De 1909 à 1911, Spare semble avoir fréquenté le mage de façon assez régulière et s’être lié avec certains de ses proches comme Victor Neuburg ou George Raffalovich. De son côté, Crowley tenta d’aider le peintre en lui des présentant certaines de ses connaissances dans le milieu de l’art et de l’édition. Il publia également des dessins de Spare dans sa revue The Equinox. Keith Richmond raconte qu’à la mi-octobre Spare envoya fièrement une copie de luxe du volume I, 2 à son patron, Pickford Waller. Dans la lettre jointe, il annonce : « le prochain numéro accueillera une planche couleur peinte par mes soins ». Ce projet cependant, ne se matérialisa jamais et, autant qu’on le sache, ses contributions au Volume I, 2 de The Equinox, sont les seules illustrations de Spare pour la revue.

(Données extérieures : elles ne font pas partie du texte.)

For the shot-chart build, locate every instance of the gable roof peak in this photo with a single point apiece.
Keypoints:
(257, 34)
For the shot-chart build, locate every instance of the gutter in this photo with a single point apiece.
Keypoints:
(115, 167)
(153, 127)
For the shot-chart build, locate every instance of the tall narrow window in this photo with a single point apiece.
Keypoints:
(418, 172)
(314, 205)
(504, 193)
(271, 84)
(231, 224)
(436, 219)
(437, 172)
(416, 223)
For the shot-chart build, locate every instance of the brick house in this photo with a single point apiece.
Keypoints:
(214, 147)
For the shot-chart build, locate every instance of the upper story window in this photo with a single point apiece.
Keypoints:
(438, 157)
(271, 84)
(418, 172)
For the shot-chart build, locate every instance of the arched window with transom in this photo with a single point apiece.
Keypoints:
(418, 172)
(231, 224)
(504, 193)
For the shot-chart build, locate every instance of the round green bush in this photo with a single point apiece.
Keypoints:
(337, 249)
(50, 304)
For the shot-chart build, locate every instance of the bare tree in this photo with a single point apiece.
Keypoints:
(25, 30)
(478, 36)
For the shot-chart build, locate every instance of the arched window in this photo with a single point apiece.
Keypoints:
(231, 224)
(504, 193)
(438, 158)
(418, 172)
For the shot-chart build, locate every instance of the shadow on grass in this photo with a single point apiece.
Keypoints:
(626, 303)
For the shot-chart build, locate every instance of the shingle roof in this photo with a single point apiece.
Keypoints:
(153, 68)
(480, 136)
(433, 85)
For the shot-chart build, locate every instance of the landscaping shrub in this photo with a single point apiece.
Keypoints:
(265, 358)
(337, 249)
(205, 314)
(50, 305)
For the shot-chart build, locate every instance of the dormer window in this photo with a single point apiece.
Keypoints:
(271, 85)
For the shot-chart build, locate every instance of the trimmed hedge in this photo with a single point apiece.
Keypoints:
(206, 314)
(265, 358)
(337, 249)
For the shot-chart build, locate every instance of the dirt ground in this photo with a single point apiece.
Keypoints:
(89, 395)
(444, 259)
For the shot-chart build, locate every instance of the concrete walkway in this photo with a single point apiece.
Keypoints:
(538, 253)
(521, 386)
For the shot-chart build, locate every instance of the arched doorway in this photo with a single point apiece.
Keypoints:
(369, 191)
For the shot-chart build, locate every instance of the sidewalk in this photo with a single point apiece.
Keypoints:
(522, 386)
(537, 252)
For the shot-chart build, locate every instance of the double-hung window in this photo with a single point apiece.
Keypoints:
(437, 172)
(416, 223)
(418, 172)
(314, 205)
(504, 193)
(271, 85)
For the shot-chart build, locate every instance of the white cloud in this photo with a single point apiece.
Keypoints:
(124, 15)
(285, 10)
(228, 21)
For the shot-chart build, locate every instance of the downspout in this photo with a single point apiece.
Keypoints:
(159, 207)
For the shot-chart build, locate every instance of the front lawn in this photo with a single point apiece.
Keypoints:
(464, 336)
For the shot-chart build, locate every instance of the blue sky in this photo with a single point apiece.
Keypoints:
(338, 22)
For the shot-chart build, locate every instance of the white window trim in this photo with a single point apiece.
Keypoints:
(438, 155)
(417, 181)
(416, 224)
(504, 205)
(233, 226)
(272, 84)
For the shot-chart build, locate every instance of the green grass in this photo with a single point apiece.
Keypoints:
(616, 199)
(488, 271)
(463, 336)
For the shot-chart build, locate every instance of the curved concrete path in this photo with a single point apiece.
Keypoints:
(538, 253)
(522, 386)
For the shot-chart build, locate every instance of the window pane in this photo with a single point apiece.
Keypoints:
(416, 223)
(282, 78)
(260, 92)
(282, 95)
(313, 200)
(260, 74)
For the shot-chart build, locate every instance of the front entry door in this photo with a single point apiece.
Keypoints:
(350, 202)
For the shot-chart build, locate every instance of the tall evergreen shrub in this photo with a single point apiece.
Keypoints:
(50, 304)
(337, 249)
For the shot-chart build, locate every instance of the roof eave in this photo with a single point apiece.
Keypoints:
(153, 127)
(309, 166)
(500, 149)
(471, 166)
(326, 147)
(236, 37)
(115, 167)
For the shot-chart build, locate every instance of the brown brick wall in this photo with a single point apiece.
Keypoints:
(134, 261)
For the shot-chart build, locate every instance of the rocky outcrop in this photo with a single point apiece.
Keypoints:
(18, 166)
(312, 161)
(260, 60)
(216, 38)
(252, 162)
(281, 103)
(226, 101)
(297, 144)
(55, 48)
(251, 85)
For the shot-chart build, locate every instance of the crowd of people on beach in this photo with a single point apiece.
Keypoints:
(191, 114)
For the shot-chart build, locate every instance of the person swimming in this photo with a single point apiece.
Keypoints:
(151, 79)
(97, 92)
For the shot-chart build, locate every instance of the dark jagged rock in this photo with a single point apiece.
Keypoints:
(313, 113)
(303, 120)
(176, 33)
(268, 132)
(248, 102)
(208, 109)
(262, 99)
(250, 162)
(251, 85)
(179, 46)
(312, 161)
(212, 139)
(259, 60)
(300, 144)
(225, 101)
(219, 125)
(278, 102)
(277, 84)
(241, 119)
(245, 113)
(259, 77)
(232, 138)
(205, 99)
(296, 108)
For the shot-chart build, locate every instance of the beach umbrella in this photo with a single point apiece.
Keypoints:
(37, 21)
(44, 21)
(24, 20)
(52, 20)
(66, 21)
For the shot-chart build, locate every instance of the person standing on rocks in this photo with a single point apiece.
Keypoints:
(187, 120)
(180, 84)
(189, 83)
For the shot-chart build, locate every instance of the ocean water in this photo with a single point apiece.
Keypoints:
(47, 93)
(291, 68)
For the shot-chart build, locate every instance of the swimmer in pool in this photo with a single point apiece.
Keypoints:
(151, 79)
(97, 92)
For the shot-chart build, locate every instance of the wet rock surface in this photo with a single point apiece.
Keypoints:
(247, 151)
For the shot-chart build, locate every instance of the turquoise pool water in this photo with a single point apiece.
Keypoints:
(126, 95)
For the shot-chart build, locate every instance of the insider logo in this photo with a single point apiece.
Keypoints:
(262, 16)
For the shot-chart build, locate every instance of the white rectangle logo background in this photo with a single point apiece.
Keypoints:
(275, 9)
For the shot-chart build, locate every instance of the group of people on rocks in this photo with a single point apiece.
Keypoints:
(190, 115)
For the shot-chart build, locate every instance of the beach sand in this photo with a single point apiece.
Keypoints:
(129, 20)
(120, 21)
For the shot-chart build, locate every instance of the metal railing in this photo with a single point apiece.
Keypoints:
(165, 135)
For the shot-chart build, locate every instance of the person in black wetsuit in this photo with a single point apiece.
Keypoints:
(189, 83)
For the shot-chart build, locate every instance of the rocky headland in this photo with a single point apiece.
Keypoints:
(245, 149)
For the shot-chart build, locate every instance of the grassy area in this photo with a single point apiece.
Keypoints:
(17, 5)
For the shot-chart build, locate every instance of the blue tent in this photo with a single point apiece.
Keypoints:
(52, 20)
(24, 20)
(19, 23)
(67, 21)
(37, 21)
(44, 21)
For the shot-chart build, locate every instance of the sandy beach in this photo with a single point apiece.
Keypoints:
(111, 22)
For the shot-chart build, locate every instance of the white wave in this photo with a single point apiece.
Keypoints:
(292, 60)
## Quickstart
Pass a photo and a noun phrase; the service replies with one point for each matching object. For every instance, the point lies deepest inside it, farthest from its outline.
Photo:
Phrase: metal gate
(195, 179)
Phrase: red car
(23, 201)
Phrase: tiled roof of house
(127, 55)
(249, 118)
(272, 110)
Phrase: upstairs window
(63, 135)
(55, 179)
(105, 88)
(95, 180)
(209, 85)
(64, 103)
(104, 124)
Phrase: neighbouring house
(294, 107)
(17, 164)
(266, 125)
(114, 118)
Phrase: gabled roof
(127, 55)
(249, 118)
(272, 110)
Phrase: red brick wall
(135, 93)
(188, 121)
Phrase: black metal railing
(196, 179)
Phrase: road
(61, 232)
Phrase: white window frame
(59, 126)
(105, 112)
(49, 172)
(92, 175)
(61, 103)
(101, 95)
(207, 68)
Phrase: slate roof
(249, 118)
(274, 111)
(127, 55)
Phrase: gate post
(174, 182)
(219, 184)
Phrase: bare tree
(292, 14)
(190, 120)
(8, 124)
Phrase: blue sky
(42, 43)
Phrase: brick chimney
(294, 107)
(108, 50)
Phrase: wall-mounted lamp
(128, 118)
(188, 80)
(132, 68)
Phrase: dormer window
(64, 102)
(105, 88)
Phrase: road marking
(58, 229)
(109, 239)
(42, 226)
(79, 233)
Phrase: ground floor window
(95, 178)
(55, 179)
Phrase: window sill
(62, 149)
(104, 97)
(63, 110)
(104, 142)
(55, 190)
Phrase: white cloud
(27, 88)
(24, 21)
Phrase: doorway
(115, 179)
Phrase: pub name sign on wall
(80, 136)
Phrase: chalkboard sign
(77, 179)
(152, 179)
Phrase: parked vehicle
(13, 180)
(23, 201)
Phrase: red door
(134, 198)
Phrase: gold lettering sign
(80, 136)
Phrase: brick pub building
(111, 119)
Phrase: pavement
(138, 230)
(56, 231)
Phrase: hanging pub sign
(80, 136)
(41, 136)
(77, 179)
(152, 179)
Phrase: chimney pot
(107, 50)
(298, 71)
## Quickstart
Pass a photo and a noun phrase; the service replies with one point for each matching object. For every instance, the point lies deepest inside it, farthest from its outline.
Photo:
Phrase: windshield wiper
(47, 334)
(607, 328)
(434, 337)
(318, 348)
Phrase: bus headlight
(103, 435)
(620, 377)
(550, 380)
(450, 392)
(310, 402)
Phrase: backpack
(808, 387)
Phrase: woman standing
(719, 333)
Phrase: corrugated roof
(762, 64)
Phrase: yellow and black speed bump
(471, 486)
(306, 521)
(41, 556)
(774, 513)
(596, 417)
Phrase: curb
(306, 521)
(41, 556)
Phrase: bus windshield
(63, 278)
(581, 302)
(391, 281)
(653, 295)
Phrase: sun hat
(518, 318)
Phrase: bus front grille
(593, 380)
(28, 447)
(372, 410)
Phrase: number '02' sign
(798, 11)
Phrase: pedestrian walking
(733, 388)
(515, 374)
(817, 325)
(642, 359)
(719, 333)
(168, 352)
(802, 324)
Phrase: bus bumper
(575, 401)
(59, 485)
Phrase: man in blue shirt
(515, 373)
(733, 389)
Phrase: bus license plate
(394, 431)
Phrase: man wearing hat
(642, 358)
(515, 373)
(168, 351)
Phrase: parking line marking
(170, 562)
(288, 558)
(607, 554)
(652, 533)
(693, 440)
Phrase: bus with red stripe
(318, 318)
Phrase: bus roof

Il est cependant difficile d’en conclure que les deux hommes étaient déjà brouillés, car Spare semble avoir eu pour sale habitude de ne pas honorer ses commandes.

La piste se perd jusqu’à la fin décembre 1912, année où Crowley s’est donné la tâche d’examiner les progrès des Probationner dans A∴A∴ Sous le nom de Spare, Crowley note : « Un artiste. Ne peut comprendre l’organisation. Sans quoi il aurait réussi » [3]. Ce qui signifie que Spare avait échoué d’une façon ou d’une autre aux tests de Probationner – version plus probable que la relecture ultérieure de l’artiste qui prétend n’avoir jamais été un vrai membre de l’Ordre et avoir quitté par dégoût le cercle de Crowley.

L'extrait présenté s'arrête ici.